In the development history of modern America, land use is one of the main factors driving the rapidly increased economy. In this process, transition of land ownership and allocation of use rights are the two topics frequently focused. Who owns the land in the United States? What is the land use system? Can people build houses at will in America?
1.land ownership in the U.S.
America has experienced a historical transition from state-owned to privately owned in terms of land ownership, which enables more individuals to have their own properties. However, not all land in the United States is privately owned. The ownership can be divided into three types: privately-owned, federally-owned, and state-owned, which accounts for 58%, 34% and 6% of the total land area of the country respectively.The last 2% is Indian reservations. Land owned by the federal and state governments is public land, which is mainly desert, roads, national parks, military land and government residences.Public land is mainly distributed in the west, while privately-owned land is mainly in the east.
2.Land use rights
When talking about land use rights, the following three rights are often mentioned.
Surface rights, just as its name shows, refer to the right to own and use the surface of the land. Therefore, land owners can build houses and plant crops according to their own needs. They can also lease and sell the land.
Mineral rights confer land owners the rights to exploit, utilize and manage underground resources, such as oil, natural gas, gold, coal, etc. Like surface rights, people can also buy and sell mineral rights in accordance with the law. Therefore, on the same piece of land, the landowner who has the surface rights is not necessarily entitled with the mineral right. People need to pay due attention to this when buying and selling land.

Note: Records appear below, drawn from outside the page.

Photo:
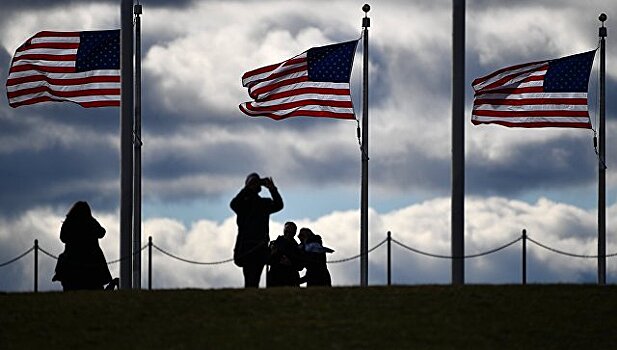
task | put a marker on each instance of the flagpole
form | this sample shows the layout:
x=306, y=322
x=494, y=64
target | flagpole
x=458, y=143
x=126, y=142
x=366, y=23
x=601, y=160
x=137, y=10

Air rights mean the right to legally and reasonably use or manage the vertical space above the property without affecting the interests of others. The air rights do not extend to navigation airspace. It can be purchased, leased, sold and transferred like the other two rights. For example, developers may acquire those rights from low-rise building owners to build out an adjacent property.

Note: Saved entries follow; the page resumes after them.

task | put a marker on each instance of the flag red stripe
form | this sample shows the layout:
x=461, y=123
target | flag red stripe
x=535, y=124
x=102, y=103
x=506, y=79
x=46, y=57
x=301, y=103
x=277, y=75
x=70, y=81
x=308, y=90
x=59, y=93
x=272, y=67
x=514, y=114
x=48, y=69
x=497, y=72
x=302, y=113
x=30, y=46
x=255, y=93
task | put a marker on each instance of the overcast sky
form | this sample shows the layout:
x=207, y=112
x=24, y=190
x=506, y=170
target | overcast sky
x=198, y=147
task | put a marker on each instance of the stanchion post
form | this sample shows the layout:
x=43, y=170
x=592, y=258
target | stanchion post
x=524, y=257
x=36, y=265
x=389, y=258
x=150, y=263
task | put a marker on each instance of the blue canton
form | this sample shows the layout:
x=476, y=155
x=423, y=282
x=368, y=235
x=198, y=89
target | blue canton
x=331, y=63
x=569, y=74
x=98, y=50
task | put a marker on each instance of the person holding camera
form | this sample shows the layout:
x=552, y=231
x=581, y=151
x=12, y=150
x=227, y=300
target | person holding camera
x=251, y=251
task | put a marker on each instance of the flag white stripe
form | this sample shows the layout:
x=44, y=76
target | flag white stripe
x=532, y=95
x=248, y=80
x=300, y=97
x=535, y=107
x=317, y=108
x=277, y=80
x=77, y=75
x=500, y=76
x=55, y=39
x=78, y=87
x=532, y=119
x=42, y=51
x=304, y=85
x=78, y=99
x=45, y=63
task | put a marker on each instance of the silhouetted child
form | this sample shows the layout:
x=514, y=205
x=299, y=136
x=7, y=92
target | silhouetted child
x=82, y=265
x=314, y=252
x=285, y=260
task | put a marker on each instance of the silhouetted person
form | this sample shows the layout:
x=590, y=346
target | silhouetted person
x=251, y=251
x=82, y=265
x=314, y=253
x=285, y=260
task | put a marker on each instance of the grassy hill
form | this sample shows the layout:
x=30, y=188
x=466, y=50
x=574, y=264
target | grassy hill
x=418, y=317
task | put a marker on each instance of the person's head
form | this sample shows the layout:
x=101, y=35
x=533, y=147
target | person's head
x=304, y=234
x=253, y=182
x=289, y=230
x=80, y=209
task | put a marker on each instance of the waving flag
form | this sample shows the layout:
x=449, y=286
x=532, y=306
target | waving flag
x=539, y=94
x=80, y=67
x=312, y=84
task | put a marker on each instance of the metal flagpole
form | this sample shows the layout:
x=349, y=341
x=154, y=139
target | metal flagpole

Inseparable from land use rights, these three rights are severed in practice. They exist independently and can be sold and transferred separately. However, landowners cannot dispose of their own land completely as they wish. The government may enact zoning laws and special construction laws to restrict the way landowners use the land. In some special circumstances, the government can even take away their land. According to the US Constitution, if the government provides fair compensation to landowners, the government is allowed to use property for public purposes. Usually this right is delegated to local governments and municipalities.